Although no one was killed, the Biden administration got a black eye for its slow response and the public was suddenly shocked to learn that train derailments are a daily occurrence in the United States, including trains that routinely haul hazmats through populated areas.
The railroad’s decision to blow up the wrecked train in what it euphemistically termed “a controlled burn” created an even worse public relations nightmare for NS and the government agencies that okayed setting the fire when a thick plume of black smoke filled Americans’ television screens, sickened local residents, and appears to have killed hundreds of local animals and fish.
Secretary of Transportation Pete Buttigieg did himself – and his ambition for running for president – no credit when in interviews conducted at the same time he joked around and seemed to dismiss the incident by pointing out that there are more than 1,000 train derailments that occur each year After Buttigieg’s failure to say or do anything useful, the local mayor said he shouldn’t visit the town.
In addition, NS has come under particular scrutiny for the operational changes to its system that were wrought by Precision Scheduled Railroading, the operations model that swept through the industry throughout the past five years.
PSR imposes an overwhelming emphasis on cost cutting to boost shareholder returns, including lengthening trains, sidelining equipment and slashing large numbers of personnel.
The Brotherhood of Railroad Signalmen reported that that until three years ago, NS had electronic leaders in the part of its system where East Palestine is located. This equipment helps maintain devices like hot-box detectors, which some believe may have prevented the accident from every happening.
Reports say the National Transportation Safety Board believes the derailment may have started with an overheated wheel bearing. However, the board has yet to conclude its investigation.
The union put the blame squarely on the railroad for cutting of staff to the point where even the hotbox leaders in place could not be properly maintained.

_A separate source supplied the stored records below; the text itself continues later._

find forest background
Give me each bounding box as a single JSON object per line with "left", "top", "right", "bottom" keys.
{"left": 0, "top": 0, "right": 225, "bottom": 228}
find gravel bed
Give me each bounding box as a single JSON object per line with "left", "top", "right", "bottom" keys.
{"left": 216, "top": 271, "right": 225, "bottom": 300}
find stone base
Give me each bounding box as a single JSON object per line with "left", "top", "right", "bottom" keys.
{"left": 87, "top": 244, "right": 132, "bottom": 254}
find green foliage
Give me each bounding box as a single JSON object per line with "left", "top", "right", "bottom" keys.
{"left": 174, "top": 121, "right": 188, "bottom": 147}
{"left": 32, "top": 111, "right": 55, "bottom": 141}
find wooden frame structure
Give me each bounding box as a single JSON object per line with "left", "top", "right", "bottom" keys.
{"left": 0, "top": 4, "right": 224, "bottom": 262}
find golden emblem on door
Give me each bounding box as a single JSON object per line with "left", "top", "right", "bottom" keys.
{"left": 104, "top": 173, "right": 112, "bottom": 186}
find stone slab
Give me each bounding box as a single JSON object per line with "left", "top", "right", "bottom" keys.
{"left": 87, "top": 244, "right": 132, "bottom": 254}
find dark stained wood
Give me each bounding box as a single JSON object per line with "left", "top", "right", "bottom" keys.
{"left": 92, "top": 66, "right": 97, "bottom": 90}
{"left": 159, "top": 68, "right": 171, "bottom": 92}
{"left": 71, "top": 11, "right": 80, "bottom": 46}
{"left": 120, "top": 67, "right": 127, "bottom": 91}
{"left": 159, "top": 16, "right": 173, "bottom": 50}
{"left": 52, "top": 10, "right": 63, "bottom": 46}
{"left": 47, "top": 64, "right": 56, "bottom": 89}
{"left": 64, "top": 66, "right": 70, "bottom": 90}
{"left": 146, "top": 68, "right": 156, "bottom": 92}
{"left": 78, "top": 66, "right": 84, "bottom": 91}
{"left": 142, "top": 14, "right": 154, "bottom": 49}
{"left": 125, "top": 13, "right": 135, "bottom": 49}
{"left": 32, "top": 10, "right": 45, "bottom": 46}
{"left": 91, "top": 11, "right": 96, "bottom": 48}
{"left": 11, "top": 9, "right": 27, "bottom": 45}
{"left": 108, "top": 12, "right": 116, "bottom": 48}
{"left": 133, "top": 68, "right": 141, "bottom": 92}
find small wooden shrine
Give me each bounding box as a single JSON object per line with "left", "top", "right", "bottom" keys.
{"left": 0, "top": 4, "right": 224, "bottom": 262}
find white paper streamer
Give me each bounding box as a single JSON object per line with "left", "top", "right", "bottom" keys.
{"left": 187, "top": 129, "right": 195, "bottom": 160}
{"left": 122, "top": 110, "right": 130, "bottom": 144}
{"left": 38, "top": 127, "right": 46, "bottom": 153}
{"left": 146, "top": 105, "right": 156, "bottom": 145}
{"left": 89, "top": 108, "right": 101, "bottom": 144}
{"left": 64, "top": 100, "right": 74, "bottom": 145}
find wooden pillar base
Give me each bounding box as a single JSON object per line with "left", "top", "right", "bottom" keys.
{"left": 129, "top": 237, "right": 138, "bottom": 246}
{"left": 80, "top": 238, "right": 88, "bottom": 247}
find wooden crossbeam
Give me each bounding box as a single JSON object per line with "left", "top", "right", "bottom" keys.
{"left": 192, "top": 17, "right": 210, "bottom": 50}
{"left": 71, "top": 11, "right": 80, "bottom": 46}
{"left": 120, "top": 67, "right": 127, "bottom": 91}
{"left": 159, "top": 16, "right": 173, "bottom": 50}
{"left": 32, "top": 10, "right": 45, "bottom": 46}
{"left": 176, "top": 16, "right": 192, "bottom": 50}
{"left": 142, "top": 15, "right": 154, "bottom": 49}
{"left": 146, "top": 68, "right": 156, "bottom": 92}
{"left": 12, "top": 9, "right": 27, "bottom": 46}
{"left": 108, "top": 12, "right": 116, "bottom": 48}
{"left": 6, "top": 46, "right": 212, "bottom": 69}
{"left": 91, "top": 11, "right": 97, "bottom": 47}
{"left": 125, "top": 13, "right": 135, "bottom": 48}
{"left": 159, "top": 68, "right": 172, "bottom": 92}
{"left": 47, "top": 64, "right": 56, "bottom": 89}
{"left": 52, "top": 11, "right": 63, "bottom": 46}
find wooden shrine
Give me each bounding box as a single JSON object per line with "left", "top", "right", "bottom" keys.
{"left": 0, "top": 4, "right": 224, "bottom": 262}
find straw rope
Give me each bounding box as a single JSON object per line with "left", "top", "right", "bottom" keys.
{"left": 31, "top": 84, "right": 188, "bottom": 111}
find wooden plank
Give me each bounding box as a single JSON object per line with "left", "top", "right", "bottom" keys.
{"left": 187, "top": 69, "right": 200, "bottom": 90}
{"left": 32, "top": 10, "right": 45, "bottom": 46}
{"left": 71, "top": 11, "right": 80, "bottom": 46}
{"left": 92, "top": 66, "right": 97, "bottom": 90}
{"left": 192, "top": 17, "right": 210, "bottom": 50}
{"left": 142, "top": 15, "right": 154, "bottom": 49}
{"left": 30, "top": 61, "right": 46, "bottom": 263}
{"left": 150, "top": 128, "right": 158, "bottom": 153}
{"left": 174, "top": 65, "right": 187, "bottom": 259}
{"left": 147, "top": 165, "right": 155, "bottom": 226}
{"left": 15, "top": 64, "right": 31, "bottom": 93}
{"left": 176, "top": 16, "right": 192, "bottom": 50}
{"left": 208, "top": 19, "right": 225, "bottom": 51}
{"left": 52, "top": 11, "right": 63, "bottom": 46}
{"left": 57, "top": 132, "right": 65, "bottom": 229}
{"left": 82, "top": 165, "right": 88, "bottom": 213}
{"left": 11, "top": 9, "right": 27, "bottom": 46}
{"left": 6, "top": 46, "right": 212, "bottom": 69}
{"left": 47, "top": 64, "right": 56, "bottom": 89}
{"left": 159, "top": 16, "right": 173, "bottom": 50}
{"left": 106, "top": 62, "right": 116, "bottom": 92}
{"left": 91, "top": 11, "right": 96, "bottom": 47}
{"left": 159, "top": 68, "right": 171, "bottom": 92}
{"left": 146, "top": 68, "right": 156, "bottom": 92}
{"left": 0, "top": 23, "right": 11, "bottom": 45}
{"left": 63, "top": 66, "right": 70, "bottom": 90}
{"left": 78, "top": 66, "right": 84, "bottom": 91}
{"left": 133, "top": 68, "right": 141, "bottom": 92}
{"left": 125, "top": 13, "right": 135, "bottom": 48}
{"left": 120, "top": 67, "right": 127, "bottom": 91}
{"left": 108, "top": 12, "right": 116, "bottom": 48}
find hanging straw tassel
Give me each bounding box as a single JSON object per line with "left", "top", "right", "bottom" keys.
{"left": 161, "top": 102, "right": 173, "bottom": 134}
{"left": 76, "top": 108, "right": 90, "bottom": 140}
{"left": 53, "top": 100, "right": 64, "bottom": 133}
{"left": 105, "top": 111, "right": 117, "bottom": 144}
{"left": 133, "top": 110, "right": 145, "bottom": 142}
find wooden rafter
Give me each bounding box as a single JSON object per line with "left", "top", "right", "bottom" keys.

We will need to see the NTSB’s final report before we can make an unbiased opinion in that regard, but in the meantime it’s not surprising railroad management and PSR have fallen under suspicion.
But so far, suspicion is all that we have. The Government Accountability Office recently announced that its studies of any connection between PSR and a negative impact on safety have been inconclusive about such a link.
The Federal Railroad Administration also is continuing a number of studies into whether such a connection exists. The railroads themselves say there is no connection. Longer trains and rail traffic congestion due to fewer operating personnel actually has led to lower train speeds on average.
What we learned last fall during the tumultuous rail labor contract negotiations is that train crews at Class 1 railroads routinely suffer from exhaustion and burnout, causing some to leave long-time careers and the rest to rebel against draconian sick leave policies (see related article above).
The Republicans who now control the House of Representatives have already announced that they will be holding hearings look into the Biden administration’s handling of rail safety, which after East Palestine also has drawn criticism from Democrat members.